高校1年のピッチでこの先のことを考えているといろいろ間に合いませんよ、というお話です。
数I・Aは内容が薄すぎる
高校数学の中心を占める「三角関数」「指数・対数関数」「微分積分」「数列」「ベクトル」は、現行カリキュラムでは全て数II・Bに集中しています。数I・Aは何をしているのかというと、半分くらい中学の復習のようなものです。数IIIも含めた高校数学全体を10とした場合、数I・Aの分量は2か3程度でしょう。一貫校はもちろん、高校入試を経験した生徒に対しても数I・Aに1年かけるわけにはいきませんから、高校1年の終盤から数II・Bを扱っている学校は少なくありません。
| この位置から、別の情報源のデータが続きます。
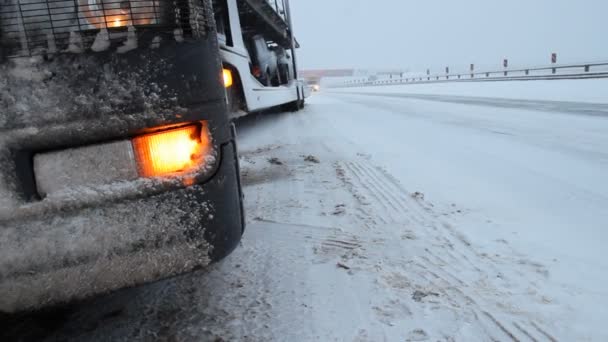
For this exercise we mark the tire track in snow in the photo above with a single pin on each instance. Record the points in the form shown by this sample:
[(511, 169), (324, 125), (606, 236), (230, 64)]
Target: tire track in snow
[(401, 207)]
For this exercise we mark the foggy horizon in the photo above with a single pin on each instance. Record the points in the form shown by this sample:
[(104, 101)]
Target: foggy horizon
[(433, 34)]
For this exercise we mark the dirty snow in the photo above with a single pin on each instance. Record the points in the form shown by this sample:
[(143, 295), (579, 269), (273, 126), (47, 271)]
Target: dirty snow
[(420, 221)]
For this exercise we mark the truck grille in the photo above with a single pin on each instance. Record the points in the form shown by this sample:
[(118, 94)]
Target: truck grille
[(42, 27)]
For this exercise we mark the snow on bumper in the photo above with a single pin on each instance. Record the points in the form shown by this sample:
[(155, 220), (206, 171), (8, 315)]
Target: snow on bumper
[(97, 249)]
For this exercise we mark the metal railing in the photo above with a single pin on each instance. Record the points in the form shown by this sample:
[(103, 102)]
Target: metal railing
[(552, 72)]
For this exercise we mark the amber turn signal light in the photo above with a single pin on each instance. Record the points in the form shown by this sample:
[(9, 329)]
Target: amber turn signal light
[(227, 78), (171, 151)]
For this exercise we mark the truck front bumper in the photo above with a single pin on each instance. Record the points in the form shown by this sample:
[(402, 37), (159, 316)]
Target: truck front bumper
[(77, 254)]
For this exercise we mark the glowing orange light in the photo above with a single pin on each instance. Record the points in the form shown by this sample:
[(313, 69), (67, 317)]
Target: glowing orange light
[(227, 78), (104, 13), (173, 151)]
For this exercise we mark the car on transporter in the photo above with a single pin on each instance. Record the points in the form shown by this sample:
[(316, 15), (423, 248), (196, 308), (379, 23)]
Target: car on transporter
[(118, 158)]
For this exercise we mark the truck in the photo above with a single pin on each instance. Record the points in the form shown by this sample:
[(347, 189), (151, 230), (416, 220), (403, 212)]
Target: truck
[(118, 156)]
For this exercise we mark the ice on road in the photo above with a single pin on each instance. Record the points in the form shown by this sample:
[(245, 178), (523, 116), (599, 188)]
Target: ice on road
[(380, 218)]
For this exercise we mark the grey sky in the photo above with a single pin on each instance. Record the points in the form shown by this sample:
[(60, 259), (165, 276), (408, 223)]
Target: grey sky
[(435, 33)]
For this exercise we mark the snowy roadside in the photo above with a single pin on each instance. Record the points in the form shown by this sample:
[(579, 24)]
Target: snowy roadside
[(579, 91), (375, 219)]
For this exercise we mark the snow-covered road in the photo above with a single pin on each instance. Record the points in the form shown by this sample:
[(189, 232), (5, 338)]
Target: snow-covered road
[(391, 219)]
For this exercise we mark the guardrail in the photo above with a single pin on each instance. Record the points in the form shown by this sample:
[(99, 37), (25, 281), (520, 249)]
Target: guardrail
[(553, 72)]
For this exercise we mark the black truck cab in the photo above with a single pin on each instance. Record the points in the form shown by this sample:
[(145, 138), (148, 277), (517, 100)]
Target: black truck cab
[(118, 162)]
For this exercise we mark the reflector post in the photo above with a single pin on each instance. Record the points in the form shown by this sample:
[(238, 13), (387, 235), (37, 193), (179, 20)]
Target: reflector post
[(227, 78), (172, 151)]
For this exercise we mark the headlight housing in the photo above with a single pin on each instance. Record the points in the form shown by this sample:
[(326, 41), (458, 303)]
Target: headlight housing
[(182, 153)]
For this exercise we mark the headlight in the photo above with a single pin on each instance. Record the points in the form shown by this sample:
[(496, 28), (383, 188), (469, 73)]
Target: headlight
[(169, 153), (119, 13)]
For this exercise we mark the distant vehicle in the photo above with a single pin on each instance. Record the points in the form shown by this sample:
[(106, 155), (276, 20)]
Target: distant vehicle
[(118, 162), (259, 49)]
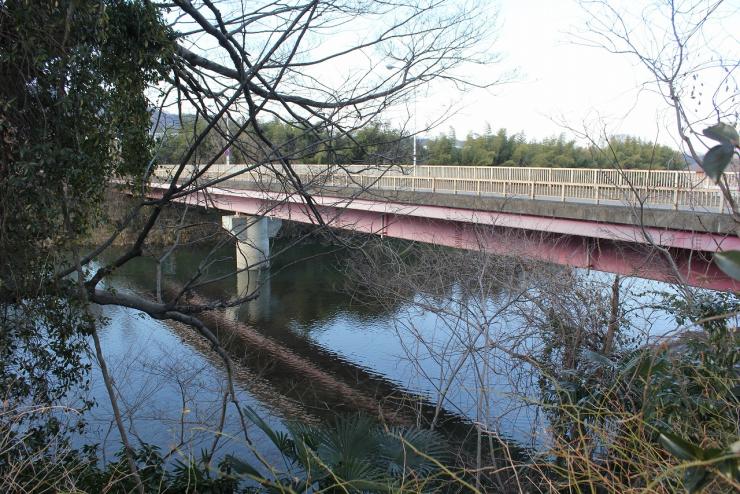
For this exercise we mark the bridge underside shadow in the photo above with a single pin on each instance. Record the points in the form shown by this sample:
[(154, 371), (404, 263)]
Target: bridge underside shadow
[(636, 257)]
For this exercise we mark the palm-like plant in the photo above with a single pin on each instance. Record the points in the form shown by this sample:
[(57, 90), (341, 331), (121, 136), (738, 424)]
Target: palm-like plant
[(354, 454)]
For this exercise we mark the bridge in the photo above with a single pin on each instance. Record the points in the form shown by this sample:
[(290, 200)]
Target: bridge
[(661, 225)]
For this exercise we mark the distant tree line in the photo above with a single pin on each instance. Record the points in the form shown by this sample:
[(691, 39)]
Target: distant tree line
[(380, 143)]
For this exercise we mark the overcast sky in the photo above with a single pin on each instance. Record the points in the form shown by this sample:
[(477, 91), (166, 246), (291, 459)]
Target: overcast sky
[(559, 82)]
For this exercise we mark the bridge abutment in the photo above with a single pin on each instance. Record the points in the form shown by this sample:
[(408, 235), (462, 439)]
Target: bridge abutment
[(253, 234)]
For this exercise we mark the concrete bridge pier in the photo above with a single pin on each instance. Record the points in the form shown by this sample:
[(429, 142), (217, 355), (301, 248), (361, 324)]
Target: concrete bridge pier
[(253, 235), (250, 283)]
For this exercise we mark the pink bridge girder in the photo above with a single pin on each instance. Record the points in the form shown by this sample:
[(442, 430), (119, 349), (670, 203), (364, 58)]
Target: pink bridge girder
[(610, 247)]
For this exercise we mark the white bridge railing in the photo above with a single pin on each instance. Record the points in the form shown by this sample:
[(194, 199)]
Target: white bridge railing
[(652, 188)]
高校生ともなれば問題演習は基本的に自宅で(数学だけでも毎日1時間以上)行うしかないのですが、高校に入ってすぐの内容が中学と代り映えしないのですから、自宅学習の習慣は着きません。この意識のまま数II・Bが始まりますと、ちょっとした躓きからわからなくなり、余計に勉強から遠ざかっていきます。人によっては、不安を払拭するかのように部活熱心になってみたりもします。
数II・Bのどこかで躓いたときに、躓いたことを自覚して対策を立てて行動するまでのタイムラグの間にも、また別のことで躓く可能性があります。こうなると全てが後手後手になってしまいます。理想を言えば、軽い数I・Aで余裕がある間に、先んじて数II・Bを勉強しておくことです。すでに、数II・Bが手ごわいと感じているなら、早期にアクションを取った方がよいと思われます。
理科基礎はどうなっているか
化学基礎や物理基礎といった科目も、同じような傾向があります。基礎のつかない化学や物理を10とするなら○○基礎の分量は3から4程度といったところでしょうか。
高校1年から履修することの多い化学はまだマシでしょう。3年かけて扱う学校も多いですから、全内容が終わらないということは考えにくいです。物理基礎が高校2年ですと、結構悲惨なことになります。基礎のつかない物理を履修するのは理系ですから、高校3年で残りの6から7くらい頑張ればいいのですが、高校3年の10月くらいには全部終わっていないといけません。12月からセンター対策に時間を取られますし、総合問題の演習にも時間が必要です。量が2倍弱になって期間は半分ですから、これはもう間に合うとは思えません。
やはり、苦しくなる前から先取りの勉強をしておいて、学校が復習になるくらいが理想です。
任せて安心?
学校で扱う内容を10とすれば、最高レベルの入試で必要なコトは14から16程度でしょう。これを高校3年の10月(数学などはできれば夏休み前までに)終わらせておかないと、入試問題の演習ができません。英語や国語といった、学年が関係ない科目に至っては高校2年の間に仕上げておくぐらいの気概で臨みましょう。
高校2年の秋くらいまでに部活などを切り上げ、それから入試モードにすれば間に合っていたのは、もはや過去の話です。週に数日、息抜きとしての部活は否定しませんが、高校1年から自分で考えて受験の準備していかないと危ない時代です。
どこかで「○○の言うことを聞いていれば大丈夫」と力説されたらこれは要注意です。経験上、このセリフを言う人は全然間に合わせていません。卒業生の証言やデータを分析し、自分にとって最適なプランを用意しましょう。誰もあなたの人生の責任を取ってはくれません。
一方で、準備は早ければ早い方がよいのか、というとコレも難しい面があります。飛び級で説明を理解させることは簡単です。しかし、知識を運用して論理を組み立てるにはある程度の精神年齢が必要です。勉強さえしていれば試験で得点できるというわけではなく、人生のいろいろな経験を積んでおくことも(試験のためだけでなく、若い時ほど)大切です。また、受験対策が長期になるとやはりダレてきます。早くに始めたものの、実力試験で結果が出ていないのであれば、やはり計画を見直しましょう。
結局のところ、最終局面を想定しながら、日々計画を立てては修正・調整をしていく能力が求められます。言われたことをがむしゃらにやればそれなりに結果が出ていた時代が懐かしく感じられます。